Diese Situation wirft Fragen zur Zuverlässigkeit des AMR26 und zum Umgang mit Vorfällen auf der Strecke auf. Tatsächlich wird die Saison 2026 bereits sehr wettbewerbsfähig und jeder Fehler kann teuer zu stehen kommen. Wenn Aston Martin nicht schnell die Kurve kriegt, könnte es hinter Teams wie Ferrari und McLaren zurückfallen, die deutlich besser in Form zu sein scheinen.
Starke Konkurrenten
Wenn wir von Ferrari sprechen, hatte die Scuderia am Nachmittag einen schwierigen Tag, da Lewis Hamilton aufgrund technischer Probleme nur 44 Runden absolvieren konnte. Isack Hadjar hingegen konnte sich behaupten, indem er seine Zeit verbesserte und mit 66 Runden abschloss. Dies zeigt die Resilienz der Fahrer angesichts der Unwägbarkeiten der Tests, aber auch die Bedeutung einer guten Funktionalität der Autos, um unangenehme Überraschungen während der Qualifikation zu vermeiden.
Auf Seiten von McLaren zeigte Oscar Piastri ebenfalls, dass man in dieser Saison mit ihm rechnen muss. Seine Zeit am Steuer des MCL60 setzte die anderen Teams unter Druck und signalisiert, dass der Kampf um das Podium intensiver sein wird als je zuvor.
Ein gemischtes Fazit für Cadillac
Cadillac, mit Valtteri Bottas und Sergio Pérez, hatte einen komplizierteren Tag mit nur 59 absolvierten Runden. Diese Leistung liegt weit unter den Erwartungen für ein Team, das sich als ernsthafter Akteur auf dem Grid etablieren möchte. Das Zeitmanagement auf der Strecke wird für Cadillac in den kommenden Tagen entscheidend sein, wenn es den Rückstand aufholen möchte.
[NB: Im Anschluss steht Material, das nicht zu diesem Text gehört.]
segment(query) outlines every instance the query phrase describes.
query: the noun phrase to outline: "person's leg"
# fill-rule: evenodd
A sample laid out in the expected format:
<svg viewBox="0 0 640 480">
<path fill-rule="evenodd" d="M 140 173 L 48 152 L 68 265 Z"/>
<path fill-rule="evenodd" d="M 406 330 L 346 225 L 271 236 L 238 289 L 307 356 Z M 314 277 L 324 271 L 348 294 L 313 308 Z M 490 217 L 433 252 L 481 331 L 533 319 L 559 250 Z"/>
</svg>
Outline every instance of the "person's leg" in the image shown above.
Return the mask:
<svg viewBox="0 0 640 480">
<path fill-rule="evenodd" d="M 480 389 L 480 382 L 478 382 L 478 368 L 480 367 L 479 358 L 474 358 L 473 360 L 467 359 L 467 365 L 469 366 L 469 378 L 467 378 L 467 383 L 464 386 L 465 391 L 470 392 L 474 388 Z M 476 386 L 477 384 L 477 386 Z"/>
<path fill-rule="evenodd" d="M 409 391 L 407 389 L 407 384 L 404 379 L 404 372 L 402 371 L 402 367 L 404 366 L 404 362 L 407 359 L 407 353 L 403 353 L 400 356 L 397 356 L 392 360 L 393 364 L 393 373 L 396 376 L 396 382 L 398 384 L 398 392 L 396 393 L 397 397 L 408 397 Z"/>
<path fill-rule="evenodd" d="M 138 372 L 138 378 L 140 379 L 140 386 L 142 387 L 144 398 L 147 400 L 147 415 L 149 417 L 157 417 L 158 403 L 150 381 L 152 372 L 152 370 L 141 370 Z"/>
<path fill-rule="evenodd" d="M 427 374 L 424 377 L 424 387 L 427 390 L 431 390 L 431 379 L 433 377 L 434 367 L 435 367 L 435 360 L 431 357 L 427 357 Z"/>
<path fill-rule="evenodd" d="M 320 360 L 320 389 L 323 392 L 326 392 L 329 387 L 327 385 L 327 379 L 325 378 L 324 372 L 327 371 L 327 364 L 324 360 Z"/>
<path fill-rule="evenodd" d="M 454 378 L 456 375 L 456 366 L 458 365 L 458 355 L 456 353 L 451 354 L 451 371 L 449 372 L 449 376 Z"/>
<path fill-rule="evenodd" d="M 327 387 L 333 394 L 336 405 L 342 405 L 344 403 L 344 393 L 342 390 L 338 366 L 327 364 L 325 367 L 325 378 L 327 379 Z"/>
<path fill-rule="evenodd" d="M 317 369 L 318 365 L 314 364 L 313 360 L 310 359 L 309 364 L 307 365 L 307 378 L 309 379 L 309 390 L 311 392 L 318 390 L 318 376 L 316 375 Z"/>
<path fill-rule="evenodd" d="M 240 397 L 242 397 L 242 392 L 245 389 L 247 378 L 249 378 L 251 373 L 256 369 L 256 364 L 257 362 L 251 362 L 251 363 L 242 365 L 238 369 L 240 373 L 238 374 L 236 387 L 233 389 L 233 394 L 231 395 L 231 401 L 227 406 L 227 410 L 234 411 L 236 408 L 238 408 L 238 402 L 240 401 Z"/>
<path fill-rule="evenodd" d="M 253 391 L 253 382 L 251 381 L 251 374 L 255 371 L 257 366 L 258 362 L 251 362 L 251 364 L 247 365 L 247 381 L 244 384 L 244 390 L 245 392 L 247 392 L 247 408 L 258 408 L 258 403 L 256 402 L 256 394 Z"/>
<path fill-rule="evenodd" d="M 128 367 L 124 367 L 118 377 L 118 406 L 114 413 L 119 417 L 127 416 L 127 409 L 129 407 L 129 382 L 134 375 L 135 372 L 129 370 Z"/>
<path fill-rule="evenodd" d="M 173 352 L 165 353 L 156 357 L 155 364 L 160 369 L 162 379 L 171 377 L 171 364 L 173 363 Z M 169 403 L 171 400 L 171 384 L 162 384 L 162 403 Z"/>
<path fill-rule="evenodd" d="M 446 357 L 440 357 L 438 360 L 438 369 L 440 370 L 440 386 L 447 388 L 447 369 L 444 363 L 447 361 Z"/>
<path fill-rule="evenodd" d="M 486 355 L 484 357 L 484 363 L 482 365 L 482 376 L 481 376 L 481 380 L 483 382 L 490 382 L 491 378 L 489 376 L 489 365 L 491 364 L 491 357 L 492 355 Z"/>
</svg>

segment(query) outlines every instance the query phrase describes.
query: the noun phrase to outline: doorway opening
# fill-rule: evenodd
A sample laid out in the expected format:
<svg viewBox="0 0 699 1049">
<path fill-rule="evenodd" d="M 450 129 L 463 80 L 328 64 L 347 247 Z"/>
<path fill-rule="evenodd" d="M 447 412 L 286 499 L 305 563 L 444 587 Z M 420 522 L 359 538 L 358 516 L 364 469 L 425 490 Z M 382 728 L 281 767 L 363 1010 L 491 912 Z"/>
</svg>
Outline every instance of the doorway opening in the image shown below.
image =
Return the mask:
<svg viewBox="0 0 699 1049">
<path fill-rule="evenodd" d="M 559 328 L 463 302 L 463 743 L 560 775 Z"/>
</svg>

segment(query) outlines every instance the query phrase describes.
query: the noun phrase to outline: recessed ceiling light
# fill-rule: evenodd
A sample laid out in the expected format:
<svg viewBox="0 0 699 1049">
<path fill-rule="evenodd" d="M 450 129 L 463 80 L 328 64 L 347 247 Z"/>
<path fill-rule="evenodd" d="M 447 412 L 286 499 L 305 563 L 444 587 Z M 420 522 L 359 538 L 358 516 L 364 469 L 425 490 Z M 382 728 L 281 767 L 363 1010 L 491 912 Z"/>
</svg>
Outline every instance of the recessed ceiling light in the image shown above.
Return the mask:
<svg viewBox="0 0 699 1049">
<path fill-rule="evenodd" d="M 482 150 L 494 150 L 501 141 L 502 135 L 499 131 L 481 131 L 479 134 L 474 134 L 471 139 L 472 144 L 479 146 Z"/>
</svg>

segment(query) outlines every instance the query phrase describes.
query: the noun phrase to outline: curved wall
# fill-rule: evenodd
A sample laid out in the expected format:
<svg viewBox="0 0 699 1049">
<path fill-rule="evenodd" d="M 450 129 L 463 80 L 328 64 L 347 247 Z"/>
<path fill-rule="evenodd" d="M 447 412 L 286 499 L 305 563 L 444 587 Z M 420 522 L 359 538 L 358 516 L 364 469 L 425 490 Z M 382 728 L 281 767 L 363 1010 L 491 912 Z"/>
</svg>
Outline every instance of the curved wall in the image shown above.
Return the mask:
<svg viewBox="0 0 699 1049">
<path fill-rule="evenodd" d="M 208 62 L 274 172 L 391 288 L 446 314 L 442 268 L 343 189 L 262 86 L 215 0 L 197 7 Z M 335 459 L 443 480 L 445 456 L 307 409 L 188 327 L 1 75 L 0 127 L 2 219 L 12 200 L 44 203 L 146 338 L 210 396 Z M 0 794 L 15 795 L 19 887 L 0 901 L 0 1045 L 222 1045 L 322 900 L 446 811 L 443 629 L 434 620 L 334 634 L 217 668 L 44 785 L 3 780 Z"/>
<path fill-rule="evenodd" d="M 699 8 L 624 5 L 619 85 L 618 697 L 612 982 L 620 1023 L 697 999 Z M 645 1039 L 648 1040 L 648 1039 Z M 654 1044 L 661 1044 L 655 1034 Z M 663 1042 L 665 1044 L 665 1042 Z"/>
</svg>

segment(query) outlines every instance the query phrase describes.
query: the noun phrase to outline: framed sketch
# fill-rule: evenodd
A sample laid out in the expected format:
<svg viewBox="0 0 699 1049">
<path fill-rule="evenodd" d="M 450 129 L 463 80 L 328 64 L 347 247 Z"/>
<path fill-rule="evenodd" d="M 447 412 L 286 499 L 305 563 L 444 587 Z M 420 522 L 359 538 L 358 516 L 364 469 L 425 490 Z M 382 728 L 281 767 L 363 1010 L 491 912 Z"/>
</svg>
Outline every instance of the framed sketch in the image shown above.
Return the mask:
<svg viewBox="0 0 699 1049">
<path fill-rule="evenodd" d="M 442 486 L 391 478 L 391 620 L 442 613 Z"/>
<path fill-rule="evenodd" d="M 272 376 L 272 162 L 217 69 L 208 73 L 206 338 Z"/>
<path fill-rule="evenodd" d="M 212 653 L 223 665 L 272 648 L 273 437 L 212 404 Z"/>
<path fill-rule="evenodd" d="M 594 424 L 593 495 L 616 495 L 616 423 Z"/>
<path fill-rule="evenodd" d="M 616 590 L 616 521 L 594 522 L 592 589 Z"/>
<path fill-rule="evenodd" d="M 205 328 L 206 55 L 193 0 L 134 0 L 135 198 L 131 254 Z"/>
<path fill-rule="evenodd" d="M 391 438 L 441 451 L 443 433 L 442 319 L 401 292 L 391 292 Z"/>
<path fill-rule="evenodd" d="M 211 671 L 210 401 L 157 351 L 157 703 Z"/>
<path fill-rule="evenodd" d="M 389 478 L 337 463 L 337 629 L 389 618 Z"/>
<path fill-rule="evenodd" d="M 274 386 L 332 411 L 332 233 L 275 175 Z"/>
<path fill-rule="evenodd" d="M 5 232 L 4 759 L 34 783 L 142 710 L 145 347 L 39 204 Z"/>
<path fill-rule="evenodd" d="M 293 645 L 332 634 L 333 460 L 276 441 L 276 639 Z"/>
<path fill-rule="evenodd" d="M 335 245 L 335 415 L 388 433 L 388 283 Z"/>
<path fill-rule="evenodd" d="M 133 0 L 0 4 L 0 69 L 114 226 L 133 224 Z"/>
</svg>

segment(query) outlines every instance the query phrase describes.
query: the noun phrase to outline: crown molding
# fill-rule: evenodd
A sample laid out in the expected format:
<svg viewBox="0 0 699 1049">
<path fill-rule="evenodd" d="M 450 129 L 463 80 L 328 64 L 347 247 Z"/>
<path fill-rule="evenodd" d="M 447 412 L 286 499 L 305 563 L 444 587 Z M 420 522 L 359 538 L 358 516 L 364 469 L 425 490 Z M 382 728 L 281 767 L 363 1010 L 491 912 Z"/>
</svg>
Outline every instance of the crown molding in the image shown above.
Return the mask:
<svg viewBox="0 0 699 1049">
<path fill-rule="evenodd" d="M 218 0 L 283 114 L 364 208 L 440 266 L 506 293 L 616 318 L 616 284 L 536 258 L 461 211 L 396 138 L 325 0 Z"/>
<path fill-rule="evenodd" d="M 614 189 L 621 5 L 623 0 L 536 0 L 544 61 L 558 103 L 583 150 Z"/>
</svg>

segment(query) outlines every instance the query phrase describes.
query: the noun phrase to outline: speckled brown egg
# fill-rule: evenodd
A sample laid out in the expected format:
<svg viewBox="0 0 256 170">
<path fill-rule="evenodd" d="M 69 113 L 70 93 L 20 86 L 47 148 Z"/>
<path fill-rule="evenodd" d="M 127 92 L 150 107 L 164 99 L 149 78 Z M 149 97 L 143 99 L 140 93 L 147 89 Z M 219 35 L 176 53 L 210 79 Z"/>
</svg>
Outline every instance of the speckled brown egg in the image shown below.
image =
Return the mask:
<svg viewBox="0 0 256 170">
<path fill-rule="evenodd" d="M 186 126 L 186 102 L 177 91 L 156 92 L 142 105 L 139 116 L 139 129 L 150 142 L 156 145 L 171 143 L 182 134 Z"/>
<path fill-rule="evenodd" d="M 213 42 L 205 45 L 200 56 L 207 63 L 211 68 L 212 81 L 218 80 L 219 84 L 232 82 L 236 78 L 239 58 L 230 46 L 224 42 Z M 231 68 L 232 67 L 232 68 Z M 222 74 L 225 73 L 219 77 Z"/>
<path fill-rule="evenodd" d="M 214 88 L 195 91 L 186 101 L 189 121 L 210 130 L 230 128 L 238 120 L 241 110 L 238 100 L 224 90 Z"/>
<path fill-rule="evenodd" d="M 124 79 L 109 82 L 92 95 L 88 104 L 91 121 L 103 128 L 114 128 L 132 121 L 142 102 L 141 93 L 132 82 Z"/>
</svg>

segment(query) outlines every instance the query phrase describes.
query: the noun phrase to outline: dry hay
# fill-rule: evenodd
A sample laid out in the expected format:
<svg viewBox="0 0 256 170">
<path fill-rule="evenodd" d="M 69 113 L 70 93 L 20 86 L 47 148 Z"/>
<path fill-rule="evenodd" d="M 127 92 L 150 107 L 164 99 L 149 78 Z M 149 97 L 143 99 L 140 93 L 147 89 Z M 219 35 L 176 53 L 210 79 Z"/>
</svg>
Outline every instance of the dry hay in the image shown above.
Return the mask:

Die Wintertests sind nicht nur ein Mittel zur Verbesserung der Leistung; sie sind auch ein strategisches Beobachtungsfeld, in dem jedes Team seine Rivalen analysieren muss, um seine Pläne anzupassen. Weit davon entfernt, eine bloße Formalität zu sein, ist diese Testphase entscheidend, um die Hierarchie vor Beginn der Saison festzulegen.
Was erwartet uns als Nächstes?
Die Tests werden an diesem Donnerstag in Sakhir fortgesetzt, und die Teams haben die Möglichkeit, Anpassungen basierend auf den gesammelten Daten vorzunehmen. Für Aston Martin wird es unerlässlich sein, Resilienz zu zeigen und die Zuverlässigkeit zu verbessern, um eine negative Spirale zu vermeiden. Mercedes hingegen muss seine Dominanz bestätigen, um keinen Zweifel in den Köpfen aufkommen zu lassen.
Dieser erste Tag hebt die Bedeutung jedes Details in der Vorbereitung auf eine Saison hervor. Die Fehler eines Teams können einem anderen Chancen bieten. Die Herausforderung ist klar: Jeder Fahrer und jedes Team muss bereit sein, ab dem ersten Grand Prix zu kämpfen, denn diese Saison verspricht eine der umkämpftesten in der jüngeren Geschichte der Formel 1 zu werden.
Zusammenfassung
- Mercedes dominiert mit einer Rekordzeit von George Russell.
- Aston Martin erleidet einen straffälligen Ausritt von Stroll.
- McLaren und Ferrari zeigen solide Leistungen trotz einiger technischer Probleme.
- Cadillac hat Schwierigkeiten, seinen Rhythmus mit einer geringen Anzahl von Runden zu finden.
- Die kommenden Tests werden entscheidend sein, um die Hierarchie vor Beginn der Saison festzulegen.